Ragna melangkah cepat ke arah jendela kaca besar di ruang tamu, matanya berbinar melihat langit siang yang cerah terbentang luas di hadapannya. Ia belum pernah melihat pemandangan dari ketinggian seperti ini sebelumnya.

Dulu, harinya hanya dihabiskan dengan mempelajari etika bangsawan dan berlatih bela diri sebagai pendekar yang menguasai racun. Ia tidak punya waktu untuk sekadar menikmati langit seperti ini.

Verio berjalan mendekat, berdiri di samping gadis kecil itu, memastikan ia tidak terlalu menempel pada kaca atau berbuat sesuatu yang bisa membuatnya terjatuh.

"Kau menyukainya?" tanyanya santai.

Ragna menoleh, tersenyum kecil. "Ya!"

Tatapan Verio melunak. Ia membiarkan gadis itu menikmati momen kecilnya, berdiri di sampingnya dalam diam, tanpa perlu banyak kata.

Ragna masih terpaku menatap pemandangan di luar jendela. Gedung-gedung tinggi menjulang, jalanan yang sibuk dengan mobil berlalu lalang, dan orang-orang yang terlihat kecil dari ketinggian ini.
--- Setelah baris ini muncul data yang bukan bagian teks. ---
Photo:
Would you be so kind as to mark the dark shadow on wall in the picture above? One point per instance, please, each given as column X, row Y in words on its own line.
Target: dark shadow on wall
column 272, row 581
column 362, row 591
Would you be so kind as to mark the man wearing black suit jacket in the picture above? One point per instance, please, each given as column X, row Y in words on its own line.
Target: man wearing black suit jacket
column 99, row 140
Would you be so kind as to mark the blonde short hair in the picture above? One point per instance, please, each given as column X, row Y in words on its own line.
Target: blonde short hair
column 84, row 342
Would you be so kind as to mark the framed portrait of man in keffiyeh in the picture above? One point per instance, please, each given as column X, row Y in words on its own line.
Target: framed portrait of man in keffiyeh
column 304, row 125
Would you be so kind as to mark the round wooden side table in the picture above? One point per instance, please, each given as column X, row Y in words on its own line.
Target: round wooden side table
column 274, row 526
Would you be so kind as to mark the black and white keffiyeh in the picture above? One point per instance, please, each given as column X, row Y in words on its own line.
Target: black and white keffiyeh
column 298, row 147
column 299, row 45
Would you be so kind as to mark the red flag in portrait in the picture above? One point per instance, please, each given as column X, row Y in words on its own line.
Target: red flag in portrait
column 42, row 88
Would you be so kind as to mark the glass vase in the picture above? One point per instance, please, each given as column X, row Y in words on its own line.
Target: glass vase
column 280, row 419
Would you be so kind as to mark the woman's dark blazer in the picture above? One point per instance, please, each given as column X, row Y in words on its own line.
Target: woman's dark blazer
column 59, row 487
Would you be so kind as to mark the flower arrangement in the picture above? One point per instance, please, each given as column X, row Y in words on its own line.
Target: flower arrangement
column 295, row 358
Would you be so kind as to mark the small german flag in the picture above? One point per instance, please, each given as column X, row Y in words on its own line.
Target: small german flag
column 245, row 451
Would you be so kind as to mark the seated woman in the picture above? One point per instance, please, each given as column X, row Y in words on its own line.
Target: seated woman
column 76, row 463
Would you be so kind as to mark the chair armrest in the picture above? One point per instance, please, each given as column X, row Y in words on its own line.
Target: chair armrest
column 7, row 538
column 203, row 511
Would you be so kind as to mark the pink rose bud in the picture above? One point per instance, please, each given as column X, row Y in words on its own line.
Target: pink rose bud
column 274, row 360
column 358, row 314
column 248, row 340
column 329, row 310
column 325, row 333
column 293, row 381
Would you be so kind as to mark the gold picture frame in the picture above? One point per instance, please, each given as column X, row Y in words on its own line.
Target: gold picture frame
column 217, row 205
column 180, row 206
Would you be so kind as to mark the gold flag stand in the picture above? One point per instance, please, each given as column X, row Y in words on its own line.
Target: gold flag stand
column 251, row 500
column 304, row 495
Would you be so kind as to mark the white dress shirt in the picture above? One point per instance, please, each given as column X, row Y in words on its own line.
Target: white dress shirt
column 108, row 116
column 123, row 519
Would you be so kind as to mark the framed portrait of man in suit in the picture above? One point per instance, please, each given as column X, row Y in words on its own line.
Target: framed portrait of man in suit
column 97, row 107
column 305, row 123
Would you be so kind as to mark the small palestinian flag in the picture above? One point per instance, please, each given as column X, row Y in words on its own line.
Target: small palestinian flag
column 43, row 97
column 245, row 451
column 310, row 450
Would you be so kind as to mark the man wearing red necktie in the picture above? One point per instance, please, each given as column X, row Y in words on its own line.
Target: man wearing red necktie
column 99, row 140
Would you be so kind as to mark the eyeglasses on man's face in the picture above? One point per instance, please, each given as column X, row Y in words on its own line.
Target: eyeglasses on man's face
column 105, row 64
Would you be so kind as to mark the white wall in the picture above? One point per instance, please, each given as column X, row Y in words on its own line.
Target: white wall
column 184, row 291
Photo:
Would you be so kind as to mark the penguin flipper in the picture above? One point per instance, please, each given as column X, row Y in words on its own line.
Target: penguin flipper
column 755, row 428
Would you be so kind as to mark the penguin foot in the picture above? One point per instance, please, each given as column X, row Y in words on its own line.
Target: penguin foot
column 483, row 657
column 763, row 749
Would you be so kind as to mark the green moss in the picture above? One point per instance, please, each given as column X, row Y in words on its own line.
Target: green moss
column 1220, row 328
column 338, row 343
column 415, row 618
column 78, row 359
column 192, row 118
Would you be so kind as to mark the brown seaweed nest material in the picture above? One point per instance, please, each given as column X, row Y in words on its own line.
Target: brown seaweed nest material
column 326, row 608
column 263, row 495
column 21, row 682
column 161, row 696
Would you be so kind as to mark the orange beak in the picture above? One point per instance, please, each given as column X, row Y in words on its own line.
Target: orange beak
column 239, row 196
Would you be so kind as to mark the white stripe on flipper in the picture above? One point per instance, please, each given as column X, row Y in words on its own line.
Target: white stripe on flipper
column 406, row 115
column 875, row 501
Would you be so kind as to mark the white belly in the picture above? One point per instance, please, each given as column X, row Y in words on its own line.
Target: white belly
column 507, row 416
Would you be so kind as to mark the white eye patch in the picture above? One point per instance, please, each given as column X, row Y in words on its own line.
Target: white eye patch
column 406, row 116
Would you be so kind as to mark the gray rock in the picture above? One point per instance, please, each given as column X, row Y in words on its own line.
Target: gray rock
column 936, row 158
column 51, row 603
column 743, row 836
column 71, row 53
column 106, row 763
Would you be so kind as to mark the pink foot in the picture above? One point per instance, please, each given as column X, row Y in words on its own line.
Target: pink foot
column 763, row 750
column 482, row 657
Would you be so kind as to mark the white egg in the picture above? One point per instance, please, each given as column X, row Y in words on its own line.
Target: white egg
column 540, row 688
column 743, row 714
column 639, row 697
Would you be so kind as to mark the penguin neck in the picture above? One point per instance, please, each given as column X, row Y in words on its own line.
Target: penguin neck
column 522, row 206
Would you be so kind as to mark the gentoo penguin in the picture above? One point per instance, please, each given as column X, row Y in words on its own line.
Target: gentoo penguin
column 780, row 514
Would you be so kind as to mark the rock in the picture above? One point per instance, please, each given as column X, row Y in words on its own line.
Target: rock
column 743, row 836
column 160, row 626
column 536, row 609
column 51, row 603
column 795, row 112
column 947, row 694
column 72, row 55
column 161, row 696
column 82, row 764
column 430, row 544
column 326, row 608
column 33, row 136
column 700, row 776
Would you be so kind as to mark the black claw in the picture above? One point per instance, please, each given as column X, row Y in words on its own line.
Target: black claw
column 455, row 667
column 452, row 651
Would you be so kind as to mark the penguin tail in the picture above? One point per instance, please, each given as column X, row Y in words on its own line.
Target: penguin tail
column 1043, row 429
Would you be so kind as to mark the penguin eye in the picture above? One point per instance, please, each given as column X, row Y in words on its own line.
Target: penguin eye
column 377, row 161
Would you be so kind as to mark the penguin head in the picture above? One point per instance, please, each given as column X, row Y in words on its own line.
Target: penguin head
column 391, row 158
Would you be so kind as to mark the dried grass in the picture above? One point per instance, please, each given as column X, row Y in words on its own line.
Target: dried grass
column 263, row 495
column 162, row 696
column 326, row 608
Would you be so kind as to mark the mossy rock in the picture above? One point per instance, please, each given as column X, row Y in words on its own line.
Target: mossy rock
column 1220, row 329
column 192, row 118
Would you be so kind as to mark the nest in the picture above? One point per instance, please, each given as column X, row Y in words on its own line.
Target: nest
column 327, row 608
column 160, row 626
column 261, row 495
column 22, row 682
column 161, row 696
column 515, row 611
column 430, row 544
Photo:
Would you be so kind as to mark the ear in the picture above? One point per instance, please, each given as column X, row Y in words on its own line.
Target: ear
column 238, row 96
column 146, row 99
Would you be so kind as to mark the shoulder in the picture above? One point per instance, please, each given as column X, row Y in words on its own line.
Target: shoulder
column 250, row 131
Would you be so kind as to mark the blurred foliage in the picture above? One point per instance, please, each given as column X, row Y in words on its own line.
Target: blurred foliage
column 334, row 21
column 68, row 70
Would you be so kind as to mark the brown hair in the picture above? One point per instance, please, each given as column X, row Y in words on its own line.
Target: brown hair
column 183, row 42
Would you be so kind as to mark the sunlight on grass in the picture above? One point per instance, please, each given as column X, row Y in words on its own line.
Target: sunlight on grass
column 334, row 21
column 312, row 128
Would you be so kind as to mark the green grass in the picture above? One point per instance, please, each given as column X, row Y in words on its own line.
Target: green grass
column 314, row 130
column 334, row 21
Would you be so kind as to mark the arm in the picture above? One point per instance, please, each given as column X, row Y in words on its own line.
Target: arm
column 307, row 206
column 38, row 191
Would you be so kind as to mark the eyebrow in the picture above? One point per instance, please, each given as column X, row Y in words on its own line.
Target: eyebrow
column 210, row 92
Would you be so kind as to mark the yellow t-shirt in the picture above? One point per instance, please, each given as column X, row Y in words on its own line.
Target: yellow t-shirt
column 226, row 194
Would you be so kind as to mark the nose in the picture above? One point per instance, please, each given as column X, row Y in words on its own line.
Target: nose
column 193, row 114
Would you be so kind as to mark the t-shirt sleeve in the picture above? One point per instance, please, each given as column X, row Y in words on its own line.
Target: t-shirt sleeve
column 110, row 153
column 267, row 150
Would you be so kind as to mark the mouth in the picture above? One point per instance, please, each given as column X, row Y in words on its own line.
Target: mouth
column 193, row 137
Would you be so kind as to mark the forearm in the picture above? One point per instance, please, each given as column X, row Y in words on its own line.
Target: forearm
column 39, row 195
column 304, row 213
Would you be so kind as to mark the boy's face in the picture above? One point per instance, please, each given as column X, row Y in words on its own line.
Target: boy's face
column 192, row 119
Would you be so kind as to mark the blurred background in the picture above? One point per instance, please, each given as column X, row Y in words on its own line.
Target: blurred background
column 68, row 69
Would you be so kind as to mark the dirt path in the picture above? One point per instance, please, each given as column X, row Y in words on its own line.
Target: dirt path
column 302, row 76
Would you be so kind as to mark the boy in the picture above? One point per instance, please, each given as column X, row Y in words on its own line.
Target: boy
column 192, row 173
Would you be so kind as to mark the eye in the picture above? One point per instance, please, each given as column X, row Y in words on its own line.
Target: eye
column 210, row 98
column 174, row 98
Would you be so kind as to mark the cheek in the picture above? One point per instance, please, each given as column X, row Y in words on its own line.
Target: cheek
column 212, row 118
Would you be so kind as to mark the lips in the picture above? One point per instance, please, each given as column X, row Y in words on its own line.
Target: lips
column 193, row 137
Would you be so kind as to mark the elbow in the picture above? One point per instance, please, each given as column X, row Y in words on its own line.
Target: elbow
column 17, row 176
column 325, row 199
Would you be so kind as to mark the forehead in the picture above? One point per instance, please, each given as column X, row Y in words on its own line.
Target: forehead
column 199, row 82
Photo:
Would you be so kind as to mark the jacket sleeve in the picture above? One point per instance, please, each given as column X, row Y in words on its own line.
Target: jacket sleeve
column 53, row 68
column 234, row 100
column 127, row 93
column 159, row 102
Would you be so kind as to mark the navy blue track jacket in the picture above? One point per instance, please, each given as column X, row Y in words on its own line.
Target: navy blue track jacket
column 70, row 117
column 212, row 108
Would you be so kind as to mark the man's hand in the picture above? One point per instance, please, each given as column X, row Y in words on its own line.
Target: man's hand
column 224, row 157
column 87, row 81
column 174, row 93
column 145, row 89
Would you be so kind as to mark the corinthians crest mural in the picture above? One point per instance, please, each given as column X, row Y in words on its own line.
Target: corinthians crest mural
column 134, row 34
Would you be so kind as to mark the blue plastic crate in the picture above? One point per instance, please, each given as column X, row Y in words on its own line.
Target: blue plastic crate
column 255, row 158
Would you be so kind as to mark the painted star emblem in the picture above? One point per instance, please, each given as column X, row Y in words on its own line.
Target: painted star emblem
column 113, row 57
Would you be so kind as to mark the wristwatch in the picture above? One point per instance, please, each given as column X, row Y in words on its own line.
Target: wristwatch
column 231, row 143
Semuanya tampak seperti dunia yang benar-benar berbeda dari masa lalunya.

Tangannya yang mungil menyentuh kaca jendela, merasakan dinginnya permukaan itu. "Dulu, aku hanya bisa melihat langit dari balik dinding tinggi istana. Tapi di sini… rasanya seperti berada lebih dekat dengan langit," gumamnya pelan.

Verio yang masih berdiri di sampingnya melirik sekilas. "Kau menyukai tempat ini?" tanyanya, suaranya terdengar santai tapi ada sedikit ketertarikan di dalamnya.

Ragna menoleh, matanya yang hijau berkilat cerah. "Aku tidak tahu," jawabnya jujur. "Tapi tempat ini terasa bebas."

Verio mengangkat alis, lalu terkekeh kecil. "Faktanya, tempat ini cukup sempit," katanya dengan nada datar.

"Tapi tidak ada yang mengaturku harus berdiri bagaimana, harus bicara dengan siapa, atau harus makan dengan cara tertentu," balas Ragna dengan nada ringan, lalu kembali menatap ke luar jendela. "Tidak ada yang akan menghukumku hanya karena aku melihat ke arah yang salah."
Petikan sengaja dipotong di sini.